I know that for a surface $S \subseteq \mathbb{R}^3$, the gauss curvature and the sectional curvature are equivalent.
I was wondering if there is any useful way we can understand sectional curvature in terms of gaussian curvature for higher dimensional Riemannian manifolds.
To be more concrete, let $M$ be a $m$ dimensional Riemannian manifold where $m>2$. For simplicity, assume that $M$ is geodesically completely and connected (any two points in the manifold are joined by a geodesic).
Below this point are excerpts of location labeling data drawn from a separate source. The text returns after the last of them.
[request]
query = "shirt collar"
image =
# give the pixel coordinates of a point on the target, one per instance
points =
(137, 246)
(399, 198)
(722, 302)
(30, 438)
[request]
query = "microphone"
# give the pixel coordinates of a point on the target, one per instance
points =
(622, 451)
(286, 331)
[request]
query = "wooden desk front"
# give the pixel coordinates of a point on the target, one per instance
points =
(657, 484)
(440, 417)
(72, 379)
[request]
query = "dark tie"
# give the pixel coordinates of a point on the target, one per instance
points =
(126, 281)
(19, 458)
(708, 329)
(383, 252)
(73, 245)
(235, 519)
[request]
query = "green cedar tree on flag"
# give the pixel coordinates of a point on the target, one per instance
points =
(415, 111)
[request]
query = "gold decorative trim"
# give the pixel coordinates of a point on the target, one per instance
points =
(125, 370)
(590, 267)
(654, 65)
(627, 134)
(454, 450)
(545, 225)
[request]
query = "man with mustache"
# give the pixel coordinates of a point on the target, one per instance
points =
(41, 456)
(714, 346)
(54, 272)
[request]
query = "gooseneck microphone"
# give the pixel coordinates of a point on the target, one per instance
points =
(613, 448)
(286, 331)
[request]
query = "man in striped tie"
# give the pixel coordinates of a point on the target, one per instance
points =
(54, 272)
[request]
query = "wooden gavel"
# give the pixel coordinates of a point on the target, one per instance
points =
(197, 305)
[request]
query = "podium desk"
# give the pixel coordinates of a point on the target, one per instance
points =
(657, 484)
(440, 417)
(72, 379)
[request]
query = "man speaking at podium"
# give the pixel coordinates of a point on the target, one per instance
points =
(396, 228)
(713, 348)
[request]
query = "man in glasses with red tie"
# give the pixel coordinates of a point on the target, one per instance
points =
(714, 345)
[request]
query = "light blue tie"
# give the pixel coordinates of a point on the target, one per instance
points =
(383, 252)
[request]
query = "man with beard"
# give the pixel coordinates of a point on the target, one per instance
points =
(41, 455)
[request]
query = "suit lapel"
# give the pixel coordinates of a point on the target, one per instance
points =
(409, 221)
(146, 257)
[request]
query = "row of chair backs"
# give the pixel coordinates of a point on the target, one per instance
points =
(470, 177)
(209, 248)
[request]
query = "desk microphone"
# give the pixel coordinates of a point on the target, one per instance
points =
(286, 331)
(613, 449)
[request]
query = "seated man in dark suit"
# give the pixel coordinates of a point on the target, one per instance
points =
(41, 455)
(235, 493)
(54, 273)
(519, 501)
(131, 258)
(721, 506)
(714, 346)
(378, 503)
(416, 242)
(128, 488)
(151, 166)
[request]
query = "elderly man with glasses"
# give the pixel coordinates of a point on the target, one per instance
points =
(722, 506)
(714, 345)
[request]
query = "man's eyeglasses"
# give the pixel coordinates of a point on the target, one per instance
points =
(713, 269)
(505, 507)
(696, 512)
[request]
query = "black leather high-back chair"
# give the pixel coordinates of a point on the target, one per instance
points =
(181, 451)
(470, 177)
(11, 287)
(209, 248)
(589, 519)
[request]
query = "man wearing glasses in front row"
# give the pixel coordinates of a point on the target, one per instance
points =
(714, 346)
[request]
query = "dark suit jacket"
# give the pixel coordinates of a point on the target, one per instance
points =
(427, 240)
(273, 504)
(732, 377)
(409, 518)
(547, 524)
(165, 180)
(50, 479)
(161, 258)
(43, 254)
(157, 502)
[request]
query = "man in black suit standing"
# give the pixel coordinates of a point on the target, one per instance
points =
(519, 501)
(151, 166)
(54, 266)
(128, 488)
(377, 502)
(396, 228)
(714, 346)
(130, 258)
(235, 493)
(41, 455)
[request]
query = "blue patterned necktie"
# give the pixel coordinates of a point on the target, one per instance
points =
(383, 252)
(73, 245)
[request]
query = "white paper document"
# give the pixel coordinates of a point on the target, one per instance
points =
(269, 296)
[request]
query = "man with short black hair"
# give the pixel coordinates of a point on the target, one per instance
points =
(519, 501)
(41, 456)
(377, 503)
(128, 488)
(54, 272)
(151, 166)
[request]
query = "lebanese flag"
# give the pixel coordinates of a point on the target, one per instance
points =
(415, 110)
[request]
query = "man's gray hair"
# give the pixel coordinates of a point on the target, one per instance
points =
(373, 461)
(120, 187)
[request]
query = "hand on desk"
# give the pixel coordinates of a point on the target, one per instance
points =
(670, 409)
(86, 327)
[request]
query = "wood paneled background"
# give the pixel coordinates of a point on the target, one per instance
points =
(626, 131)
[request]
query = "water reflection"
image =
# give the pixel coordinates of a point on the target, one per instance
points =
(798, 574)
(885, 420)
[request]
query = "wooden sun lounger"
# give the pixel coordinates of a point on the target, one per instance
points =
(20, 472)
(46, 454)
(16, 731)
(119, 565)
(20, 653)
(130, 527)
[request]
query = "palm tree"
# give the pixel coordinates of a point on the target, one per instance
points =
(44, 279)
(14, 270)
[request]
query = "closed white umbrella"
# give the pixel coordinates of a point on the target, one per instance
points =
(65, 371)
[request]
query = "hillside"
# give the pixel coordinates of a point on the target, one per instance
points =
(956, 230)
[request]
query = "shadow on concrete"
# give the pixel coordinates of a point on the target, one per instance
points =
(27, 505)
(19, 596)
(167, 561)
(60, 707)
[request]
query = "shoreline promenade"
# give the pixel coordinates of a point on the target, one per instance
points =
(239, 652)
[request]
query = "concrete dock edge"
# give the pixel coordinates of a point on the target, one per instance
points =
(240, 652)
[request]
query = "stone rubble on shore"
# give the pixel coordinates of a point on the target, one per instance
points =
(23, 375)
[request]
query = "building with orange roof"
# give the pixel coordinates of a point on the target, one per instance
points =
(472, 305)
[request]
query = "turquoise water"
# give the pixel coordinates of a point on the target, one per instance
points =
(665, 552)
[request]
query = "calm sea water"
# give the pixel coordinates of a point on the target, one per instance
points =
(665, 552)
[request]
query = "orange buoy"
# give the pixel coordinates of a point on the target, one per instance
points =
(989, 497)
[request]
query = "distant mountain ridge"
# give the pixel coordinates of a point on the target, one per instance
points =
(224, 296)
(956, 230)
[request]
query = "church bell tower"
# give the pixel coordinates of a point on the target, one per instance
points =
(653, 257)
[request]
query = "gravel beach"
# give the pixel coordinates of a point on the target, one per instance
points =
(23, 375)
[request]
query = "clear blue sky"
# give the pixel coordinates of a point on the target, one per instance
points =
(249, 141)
Consider some point $x \in M$ and let $U$ be a small enough neighborhood around $x$. Let $T_{x}M$ be the tangent space of $M$ at $x$. Consider any two linearly independent elements of the tangent space, $u,v$. Let $k$ be the section curvature at $x$ of the 2-plane $\sigma$ spanned by $u,v$. I have the following question:
Consider the geodesics $\gamma_{u}$ and $\gamma_{v}$ emanating at $x$ in the directions of $u$ and $v$ such that $\gamma_{u}, \gamma_{v} \subseteq U$. Is there a way to use these geodesics to define some two dimensional surface whose gauss curvature equals $k$? Otherwise, what are some intuitive interpretations of gauss curvature relate to sectional curvature that you know?
Thanks in advance!
You can get the surface you desire using the exponential map $e : T_x M \to X$.
First let $P \subset T_x M$ be the 2-dimensional linear subspace spanned by the vectors $u,v$. Also choose $r>0$ so that $e$ is injective on the open ball $B_r \subset T_x M$ of radius $r$. The surface you want is simply $e(P \cap B_r)$.